00:34 <anarsoul> but it resulted in significant slowdown in glamor on slower CPUs

00:36 <anarsoul> I'm inclined to leave this MR in since it addresses generic performance issue

00:36 <anarsoul> while mpv is corner case that can be fixed in the app

00:36 <anarsoul> I'm not sure why they are not importing hw decoder buffer as a texture but it would be right approach

00:58 machinehum has joined #lima

00:58 <yuq825> so mpv mmap the hw decode buffer and pass it directly to texsubimage?

01:00 <anarsoul> I think so

01:01 <anarsoul> well, it definitely uploads texture data with texsubimage2d

01:01 <anarsoul> and support for v4l2 m2m decoder is out of tree patches if I understand correctly

01:01 <anarsoul> narmstrong: ^^

01:06 <yuq825> why 4281 expose this?

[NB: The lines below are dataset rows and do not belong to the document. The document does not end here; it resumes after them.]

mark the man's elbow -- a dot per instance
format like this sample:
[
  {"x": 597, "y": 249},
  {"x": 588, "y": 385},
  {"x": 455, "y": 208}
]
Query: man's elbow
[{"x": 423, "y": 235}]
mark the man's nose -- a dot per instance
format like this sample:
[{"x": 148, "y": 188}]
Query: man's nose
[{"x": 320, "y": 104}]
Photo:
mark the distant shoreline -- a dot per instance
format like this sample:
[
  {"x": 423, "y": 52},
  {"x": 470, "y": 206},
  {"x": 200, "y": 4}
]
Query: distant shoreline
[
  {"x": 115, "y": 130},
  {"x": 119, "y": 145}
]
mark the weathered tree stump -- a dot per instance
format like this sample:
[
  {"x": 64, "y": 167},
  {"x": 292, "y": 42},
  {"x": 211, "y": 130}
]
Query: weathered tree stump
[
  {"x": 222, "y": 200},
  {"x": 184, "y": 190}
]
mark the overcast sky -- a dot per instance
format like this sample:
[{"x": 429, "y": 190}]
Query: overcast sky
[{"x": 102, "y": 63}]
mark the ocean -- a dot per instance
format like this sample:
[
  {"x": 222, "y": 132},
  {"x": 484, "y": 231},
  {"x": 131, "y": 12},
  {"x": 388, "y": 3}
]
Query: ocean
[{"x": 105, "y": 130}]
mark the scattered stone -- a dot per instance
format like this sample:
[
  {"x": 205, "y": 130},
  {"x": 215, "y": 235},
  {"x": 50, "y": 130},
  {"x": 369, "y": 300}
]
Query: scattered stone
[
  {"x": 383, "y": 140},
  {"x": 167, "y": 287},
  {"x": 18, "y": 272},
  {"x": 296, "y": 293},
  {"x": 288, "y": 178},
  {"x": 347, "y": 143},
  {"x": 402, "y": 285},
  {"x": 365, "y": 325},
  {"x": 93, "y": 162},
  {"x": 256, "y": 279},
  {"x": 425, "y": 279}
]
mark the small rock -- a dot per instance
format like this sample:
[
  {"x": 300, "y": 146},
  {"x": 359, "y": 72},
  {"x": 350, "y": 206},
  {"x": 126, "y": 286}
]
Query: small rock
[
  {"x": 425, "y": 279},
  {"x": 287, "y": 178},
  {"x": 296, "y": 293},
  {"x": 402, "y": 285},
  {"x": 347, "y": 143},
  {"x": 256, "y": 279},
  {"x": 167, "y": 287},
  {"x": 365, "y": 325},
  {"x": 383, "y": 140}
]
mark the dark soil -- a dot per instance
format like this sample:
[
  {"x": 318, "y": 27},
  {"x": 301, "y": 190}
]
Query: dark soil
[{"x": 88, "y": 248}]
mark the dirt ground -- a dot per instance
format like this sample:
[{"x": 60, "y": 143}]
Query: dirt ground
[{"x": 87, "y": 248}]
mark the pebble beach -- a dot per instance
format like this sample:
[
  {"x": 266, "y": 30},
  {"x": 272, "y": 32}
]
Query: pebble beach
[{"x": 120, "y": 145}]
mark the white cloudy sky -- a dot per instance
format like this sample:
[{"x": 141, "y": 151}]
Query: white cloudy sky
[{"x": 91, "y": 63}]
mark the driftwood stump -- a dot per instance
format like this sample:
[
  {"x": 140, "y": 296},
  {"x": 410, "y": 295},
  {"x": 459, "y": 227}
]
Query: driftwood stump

I suppose intermediate buffer is for dst buffer which is used to be written which is fine for wc buffer

01:07 <yuq825> does the panfrost_store_tiled_image need to read out the dst buffer?

01:08 <anarsoul> yuq825: because prior to 4281 we dealt with tiled buffers differently

01:09 <anarsoul> basically u_default_texture_subdata() called transfer_map() for dst buffer which creates staging buffer (which is cached) and returns a pointer, then it copies src into this staging buffer, then calls transfer_unmap() which copies data from linear staging buffer into tiled dst

01:10 <anarsoul> 4821 eliminated that by directly using src

01:12 <anarsoul> as result it gives nice improvement in some x11perf benchmarks

01:13 <yuq825> either way need to read from uncached src, I suppose this step is the most expensive one, would it make any difference for uc/wc -> cached with uc/wc -> wc?

01:14 <anarsoul> yuq825: likely because we don't read linearly?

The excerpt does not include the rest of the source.